“Private investors don’t want to be involved in SAS”
Norwegian Air Shuttle, cast off by SAS as a tiny carrier in 2002, has surprised everyone not only by surviving but now threatening to bury its former master. The two airlines are opposites in many ways – their balance sheets, the age of their fleets, their share prices, and now, it seems, their contrasting futures.
In a Reuters feature about Norwegian CEO Bjørn Kjos, 66, he criticises the SAS rescue plan. “It doesn’t make sense that taxpayer money is being used for this,” he says. “It should be food for thought that private investors don’t want to be involved in SAS. If private money is reluctant to invest, then why should states?”

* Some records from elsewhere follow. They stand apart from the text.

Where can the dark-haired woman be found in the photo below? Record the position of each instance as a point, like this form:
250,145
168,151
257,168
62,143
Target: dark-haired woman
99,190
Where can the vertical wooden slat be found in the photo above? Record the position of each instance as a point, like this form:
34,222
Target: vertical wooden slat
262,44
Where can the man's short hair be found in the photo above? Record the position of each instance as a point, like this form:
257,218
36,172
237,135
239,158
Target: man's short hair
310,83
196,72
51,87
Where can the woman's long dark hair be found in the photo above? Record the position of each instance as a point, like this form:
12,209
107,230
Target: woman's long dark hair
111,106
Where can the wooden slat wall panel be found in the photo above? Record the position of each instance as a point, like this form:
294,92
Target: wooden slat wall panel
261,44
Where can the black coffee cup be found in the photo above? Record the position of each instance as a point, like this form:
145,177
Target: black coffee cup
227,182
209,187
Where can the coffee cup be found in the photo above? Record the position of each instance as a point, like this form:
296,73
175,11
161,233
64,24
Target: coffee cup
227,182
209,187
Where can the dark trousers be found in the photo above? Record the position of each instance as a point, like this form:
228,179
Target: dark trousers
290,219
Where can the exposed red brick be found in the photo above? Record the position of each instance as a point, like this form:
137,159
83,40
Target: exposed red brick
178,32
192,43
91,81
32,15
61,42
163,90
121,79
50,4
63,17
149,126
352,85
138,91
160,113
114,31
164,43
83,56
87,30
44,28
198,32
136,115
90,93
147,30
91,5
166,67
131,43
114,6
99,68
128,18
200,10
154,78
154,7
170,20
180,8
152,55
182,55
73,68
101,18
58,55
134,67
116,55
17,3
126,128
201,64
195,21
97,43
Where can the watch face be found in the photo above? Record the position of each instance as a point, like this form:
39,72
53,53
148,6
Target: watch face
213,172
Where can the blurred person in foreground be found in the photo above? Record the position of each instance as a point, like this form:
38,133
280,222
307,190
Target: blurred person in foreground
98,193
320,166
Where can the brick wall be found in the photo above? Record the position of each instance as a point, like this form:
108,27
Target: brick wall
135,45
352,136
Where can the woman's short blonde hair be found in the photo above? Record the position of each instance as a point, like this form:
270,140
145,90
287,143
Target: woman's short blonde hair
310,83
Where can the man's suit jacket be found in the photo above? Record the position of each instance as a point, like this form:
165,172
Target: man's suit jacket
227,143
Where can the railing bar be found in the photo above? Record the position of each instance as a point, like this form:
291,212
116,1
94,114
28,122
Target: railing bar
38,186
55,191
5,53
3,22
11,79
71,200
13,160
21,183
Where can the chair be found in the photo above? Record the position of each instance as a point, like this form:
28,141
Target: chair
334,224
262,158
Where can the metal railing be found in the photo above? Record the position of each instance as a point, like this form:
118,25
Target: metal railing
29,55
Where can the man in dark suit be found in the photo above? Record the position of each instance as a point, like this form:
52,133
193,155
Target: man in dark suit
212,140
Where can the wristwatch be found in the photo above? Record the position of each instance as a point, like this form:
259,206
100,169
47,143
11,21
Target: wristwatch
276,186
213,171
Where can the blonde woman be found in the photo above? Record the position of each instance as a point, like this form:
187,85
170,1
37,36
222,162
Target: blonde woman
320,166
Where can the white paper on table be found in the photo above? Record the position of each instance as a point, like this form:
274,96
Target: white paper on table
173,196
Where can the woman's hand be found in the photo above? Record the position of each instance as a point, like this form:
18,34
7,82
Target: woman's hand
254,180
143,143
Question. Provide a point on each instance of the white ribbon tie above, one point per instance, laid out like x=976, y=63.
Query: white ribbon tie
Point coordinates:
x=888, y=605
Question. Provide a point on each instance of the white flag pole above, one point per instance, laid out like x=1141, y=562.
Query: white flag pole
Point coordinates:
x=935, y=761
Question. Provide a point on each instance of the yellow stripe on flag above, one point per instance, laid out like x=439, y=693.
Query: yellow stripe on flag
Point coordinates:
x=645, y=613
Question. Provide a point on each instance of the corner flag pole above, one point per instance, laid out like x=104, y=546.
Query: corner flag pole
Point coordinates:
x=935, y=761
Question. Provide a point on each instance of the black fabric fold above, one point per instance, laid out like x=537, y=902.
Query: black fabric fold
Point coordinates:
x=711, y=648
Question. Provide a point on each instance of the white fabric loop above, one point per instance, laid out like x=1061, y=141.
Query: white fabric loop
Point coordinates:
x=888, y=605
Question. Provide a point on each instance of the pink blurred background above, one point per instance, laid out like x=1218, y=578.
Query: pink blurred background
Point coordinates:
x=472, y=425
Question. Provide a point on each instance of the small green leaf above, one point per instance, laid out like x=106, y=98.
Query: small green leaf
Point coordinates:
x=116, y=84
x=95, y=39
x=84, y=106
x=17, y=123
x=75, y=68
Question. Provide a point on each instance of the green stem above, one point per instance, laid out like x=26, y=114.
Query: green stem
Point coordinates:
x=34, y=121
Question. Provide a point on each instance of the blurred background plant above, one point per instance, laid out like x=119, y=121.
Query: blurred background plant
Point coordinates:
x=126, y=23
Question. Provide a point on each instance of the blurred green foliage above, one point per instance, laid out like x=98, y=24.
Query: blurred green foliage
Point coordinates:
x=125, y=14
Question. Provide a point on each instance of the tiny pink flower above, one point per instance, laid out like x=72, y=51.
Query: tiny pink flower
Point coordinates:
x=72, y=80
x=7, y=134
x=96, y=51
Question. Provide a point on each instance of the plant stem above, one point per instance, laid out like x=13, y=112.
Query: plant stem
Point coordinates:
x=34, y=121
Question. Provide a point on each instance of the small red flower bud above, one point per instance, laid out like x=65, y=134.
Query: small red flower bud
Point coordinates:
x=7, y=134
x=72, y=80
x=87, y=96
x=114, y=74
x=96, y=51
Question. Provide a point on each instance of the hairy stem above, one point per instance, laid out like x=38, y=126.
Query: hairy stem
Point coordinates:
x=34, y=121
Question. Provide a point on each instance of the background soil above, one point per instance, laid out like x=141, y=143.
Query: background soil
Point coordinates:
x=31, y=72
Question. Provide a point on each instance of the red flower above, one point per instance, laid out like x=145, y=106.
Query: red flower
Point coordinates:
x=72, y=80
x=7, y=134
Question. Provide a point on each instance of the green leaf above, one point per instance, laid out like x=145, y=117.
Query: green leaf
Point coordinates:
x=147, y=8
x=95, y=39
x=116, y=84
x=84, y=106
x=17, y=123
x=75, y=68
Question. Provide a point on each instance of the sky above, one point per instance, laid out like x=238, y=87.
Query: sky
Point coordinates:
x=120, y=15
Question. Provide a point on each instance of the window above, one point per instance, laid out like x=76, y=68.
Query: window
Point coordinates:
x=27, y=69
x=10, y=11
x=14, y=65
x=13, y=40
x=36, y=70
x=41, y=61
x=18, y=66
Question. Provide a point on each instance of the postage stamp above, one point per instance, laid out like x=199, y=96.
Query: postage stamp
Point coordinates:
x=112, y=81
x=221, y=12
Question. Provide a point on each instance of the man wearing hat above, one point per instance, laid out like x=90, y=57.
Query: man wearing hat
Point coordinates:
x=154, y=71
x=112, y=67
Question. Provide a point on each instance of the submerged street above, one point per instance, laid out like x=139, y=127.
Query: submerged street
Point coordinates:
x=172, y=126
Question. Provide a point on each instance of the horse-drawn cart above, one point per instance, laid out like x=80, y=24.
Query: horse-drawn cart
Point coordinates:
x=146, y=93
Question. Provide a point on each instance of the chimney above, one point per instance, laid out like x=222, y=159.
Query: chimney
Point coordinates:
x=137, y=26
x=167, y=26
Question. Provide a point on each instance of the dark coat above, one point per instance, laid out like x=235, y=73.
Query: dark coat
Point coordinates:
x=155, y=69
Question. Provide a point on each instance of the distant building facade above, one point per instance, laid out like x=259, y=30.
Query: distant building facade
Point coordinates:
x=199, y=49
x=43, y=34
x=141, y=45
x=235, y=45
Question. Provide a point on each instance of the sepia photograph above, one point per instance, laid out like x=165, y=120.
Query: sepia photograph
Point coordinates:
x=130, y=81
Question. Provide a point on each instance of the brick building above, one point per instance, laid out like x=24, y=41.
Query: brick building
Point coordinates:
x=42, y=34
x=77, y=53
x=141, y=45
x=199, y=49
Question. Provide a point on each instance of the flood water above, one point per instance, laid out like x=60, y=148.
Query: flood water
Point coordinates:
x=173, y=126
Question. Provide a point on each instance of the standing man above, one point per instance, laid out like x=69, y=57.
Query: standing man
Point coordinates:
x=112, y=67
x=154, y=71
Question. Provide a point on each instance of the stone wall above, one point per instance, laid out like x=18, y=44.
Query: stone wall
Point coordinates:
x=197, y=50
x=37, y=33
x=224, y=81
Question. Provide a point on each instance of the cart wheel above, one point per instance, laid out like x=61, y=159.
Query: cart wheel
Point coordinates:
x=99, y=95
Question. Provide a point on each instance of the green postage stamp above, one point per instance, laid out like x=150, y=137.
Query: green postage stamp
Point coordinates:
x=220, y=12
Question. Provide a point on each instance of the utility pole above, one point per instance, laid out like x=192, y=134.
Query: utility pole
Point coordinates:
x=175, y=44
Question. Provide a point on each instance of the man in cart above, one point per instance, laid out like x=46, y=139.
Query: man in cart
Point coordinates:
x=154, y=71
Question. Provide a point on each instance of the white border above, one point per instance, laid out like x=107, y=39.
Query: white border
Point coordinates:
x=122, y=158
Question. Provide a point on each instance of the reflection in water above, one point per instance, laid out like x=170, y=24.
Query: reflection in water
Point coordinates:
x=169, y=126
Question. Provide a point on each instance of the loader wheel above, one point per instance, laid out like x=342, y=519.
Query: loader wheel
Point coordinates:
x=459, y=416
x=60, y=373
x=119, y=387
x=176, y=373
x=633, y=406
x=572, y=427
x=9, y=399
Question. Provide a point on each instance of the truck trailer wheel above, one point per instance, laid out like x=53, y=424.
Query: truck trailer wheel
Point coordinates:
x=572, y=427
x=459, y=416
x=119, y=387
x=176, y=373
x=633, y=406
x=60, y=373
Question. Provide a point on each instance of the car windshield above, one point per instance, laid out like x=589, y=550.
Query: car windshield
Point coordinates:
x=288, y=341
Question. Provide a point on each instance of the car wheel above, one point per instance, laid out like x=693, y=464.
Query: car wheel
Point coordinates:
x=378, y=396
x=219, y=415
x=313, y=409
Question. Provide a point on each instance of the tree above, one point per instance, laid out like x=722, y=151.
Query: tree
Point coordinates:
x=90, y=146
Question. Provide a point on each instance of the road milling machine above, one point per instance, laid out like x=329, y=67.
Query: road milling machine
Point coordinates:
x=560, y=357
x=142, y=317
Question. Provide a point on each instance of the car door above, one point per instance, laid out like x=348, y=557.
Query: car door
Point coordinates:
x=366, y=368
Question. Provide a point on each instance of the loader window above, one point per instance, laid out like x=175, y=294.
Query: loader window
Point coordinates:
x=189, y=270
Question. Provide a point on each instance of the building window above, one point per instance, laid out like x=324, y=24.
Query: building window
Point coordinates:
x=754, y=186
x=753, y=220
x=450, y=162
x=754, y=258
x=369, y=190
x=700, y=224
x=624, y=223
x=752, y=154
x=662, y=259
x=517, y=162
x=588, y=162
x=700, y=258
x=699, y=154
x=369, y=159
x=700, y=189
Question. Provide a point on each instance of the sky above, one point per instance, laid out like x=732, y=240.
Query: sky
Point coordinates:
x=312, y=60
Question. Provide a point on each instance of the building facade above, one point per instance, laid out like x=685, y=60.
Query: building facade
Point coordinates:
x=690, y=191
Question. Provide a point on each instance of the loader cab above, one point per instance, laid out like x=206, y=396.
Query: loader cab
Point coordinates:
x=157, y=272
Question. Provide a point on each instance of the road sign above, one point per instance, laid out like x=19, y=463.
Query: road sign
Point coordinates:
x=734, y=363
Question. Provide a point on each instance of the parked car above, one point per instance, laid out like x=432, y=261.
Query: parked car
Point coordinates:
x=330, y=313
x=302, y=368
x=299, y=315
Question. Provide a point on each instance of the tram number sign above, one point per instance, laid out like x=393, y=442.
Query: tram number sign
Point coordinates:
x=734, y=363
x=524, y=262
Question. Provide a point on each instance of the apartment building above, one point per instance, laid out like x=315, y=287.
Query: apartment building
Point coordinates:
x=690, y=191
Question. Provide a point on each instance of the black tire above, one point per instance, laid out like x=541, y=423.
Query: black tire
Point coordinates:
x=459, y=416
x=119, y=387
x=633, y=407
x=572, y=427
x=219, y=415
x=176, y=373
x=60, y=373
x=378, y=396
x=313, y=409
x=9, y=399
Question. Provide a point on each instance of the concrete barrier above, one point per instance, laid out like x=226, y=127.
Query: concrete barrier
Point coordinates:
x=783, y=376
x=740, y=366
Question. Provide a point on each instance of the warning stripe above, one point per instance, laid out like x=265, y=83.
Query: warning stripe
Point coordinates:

Another contrast between the two airlines is cost control. Norwegian’s unit cost measured by operating cost per available seat kilometre is about $0.08 compared with about $0.12 for SAS, while personnel expenditure is just 16% of its revenue versus 30% for SAS. SAS CEO Rickard Gustafson earned SEK 9.2 million ($1.37 million) in 2011 plus another SEK 2.7 million in pension premium. This, Reuters points out, is more than the combined salaries of the top seven executives at Norwegian. However, Kjos controls 27% of Norwegian through an investment entity and therefore takes much more than his basic salary in the form of dividends.